The most irritating moment for Indonesia is at least once a year a prime minister of Vanuatu, a small state in the Pacific, stands up and attacks Indonesia’s treatment of Papuans during the UN General Assembly meeting, the biggest UN meeting where leaders of all countries gather and talk. Thus, every year Indonesia must defend itself in front of the world, denying Vanuatu’s accusation of it having conducted human rights violations in its own territory, while dismissing suggestion that UN independent team must be given full access to inspect the condition in Papua.
Indonesia’s strategy is to play down Papua issue in front of the world, pretending that it is a small internal problem by tasking a very junior diplomat to answer a prime minister speech. The world is certainly aware of this strategy, and that’s why such a strategy could backfire and possibly has backfired.
First, utilizing young diplomats in such a big event to answer a question from a world leader on a such an important issue is not normal, and quickly attract attention from diplomats from other countries and the media. This itself has invited international attention to the issue.
Second, by using this extraordinary strategy Indonesia is actually exaggerating the Papua issue, opening up to the world that it actually gives the issue an extraordinary attention. Indonesia can’t expect the world to believe that the diplomat promptly speaks on her or his initiative based on text she or he writes up that moment. It is clear for everybody that this is a carefully laid out strategy.
Third, deploying young diplomats is actually overreacting or overacting strategy, and those who are overreacting are actually nervous. If you send a message to the outsiders that you are nervous then either you are trying to hide something or you have done something wrong. From the world’s point of view, this is clearly the case for Indonesia.
Fourth, assigning junior diplomats to answer questions from world leaders – regardless of how small and insignificant their countries are – is an arrogant move regardless of how you look at it. Such an arrogant image will add to difficulties in convincing the world that Indonesia is “the good guy” in the Papua issue.
After all, no matter how small Vanuatu is, it is a state, and in the UN General Assembly, t is still one country, one vote regardless if you are America or Vanuatu.
Fifth, as these young diplomats are all reading a statement that was made for them, the results of them reading the statement is insincerity. The impression for insincerity is dishonesty. Again, such an impression of insincerity is that Indonesia is lying and hiding something from the world.
All in all, rather than playing down the Papua issue, Indonesia is overblowing the issue by assigning young diplomats. Also, using the strategy has not impressed the world that Indonesia is honest in handling Papua as it should have expected when it sent young people talk about the issue.

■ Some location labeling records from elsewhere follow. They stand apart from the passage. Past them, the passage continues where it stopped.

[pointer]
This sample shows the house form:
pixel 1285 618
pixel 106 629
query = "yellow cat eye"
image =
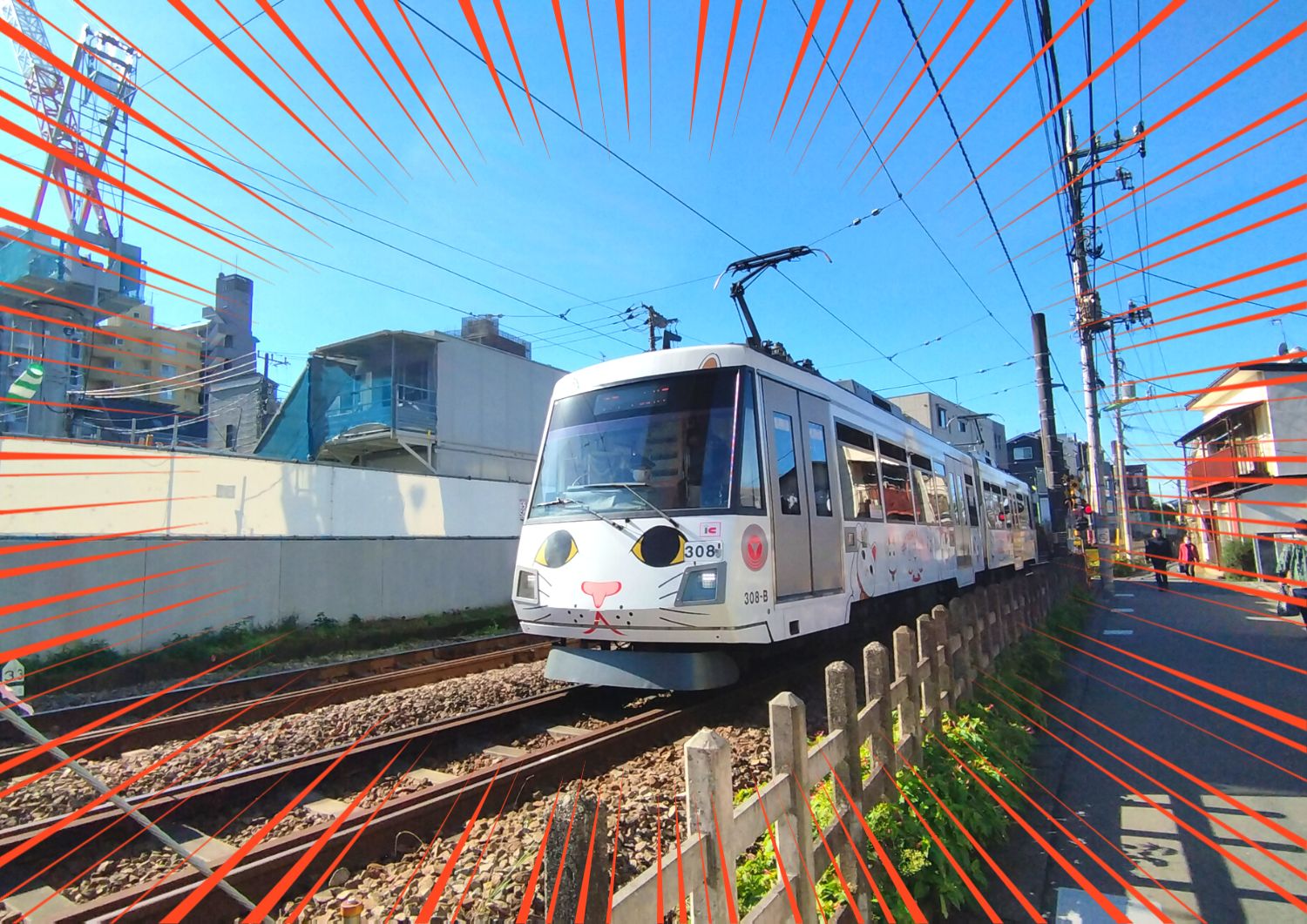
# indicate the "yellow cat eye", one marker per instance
pixel 557 550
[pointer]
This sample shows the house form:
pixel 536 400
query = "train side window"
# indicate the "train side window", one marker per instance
pixel 894 480
pixel 862 484
pixel 821 469
pixel 787 467
pixel 943 500
pixel 750 469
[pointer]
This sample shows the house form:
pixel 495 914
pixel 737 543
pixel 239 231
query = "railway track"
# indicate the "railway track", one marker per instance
pixel 259 698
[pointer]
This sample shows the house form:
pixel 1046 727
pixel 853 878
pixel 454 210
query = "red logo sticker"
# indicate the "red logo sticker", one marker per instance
pixel 755 548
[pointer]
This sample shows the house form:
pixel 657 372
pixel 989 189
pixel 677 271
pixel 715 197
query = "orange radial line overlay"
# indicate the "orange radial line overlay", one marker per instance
pixel 159 102
pixel 408 78
pixel 34 140
pixel 269 900
pixel 203 102
pixel 1192 725
pixel 925 67
pixel 1034 59
pixel 191 902
pixel 1165 13
pixel 1119 115
pixel 748 68
pixel 620 10
pixel 862 125
pixel 540 858
pixel 599 81
pixel 698 60
pixel 322 72
pixel 1012 887
pixel 429 905
pixel 948 853
pixel 522 75
pixel 1256 59
pixel 47 57
pixel 295 83
pixel 938 91
pixel 1168 791
pixel 1217 710
pixel 857 855
pixel 1252 814
pixel 399 5
pixel 389 89
pixel 821 70
pixel 572 78
pixel 1103 902
pixel 7 214
pixel 475 25
pixel 726 71
pixel 839 81
pixel 118 211
pixel 1116 877
pixel 799 59
pixel 899 885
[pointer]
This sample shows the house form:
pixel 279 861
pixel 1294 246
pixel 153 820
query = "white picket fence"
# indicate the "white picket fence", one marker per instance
pixel 933 668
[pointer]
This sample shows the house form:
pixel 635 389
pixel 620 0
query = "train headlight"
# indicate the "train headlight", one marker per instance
pixel 527 589
pixel 557 550
pixel 703 584
pixel 660 547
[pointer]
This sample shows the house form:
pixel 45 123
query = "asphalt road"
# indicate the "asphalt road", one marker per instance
pixel 1221 830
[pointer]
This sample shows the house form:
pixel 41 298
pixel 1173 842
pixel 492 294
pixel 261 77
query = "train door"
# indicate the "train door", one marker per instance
pixel 805 529
pixel 965 563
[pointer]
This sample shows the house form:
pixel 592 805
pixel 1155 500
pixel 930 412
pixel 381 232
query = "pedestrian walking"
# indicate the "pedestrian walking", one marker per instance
pixel 1188 556
pixel 1158 552
pixel 1293 566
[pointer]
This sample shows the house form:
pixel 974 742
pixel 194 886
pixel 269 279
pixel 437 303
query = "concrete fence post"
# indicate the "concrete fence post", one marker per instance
pixel 794 827
pixel 876 670
pixel 842 717
pixel 944 658
pixel 904 668
pixel 928 678
pixel 708 812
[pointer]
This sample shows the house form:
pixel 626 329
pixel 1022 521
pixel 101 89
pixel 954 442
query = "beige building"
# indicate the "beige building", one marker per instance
pixel 133 357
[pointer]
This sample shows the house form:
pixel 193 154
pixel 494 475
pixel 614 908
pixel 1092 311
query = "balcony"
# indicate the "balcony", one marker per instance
pixel 1221 467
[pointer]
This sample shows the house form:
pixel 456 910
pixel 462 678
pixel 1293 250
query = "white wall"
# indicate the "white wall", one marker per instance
pixel 109 489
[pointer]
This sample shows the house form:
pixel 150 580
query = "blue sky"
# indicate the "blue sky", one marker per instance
pixel 577 230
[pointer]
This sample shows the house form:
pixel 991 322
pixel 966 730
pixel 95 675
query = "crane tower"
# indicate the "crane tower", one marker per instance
pixel 72 111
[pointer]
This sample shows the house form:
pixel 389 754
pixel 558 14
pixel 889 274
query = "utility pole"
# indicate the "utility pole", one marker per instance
pixel 1051 446
pixel 655 323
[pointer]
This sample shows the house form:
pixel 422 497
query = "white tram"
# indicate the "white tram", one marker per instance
pixel 692 501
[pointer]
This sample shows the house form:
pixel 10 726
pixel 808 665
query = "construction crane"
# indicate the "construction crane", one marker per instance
pixel 72 110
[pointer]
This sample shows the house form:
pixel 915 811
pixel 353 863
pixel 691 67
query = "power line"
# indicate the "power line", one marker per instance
pixel 209 44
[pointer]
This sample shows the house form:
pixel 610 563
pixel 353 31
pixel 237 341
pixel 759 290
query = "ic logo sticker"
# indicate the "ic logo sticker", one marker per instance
pixel 755 548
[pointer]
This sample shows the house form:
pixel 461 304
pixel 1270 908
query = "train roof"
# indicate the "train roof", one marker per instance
pixel 846 394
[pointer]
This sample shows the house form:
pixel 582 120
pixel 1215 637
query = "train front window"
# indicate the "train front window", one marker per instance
pixel 658 443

Indonesia should have just acted normal, and assigned diplomats who used to speak at the UN. Assigning normal diplomat means Indonesia treated the Papua issue as a normal case. By acted normal Indonesia also will give a proper respect to the UN General Assembly meeting, showing the world it has wisdom and class in handling whatever critics and attacks in regard to its policies in Papua, and in the process maybe Indonesia can get a little sympathy from the world.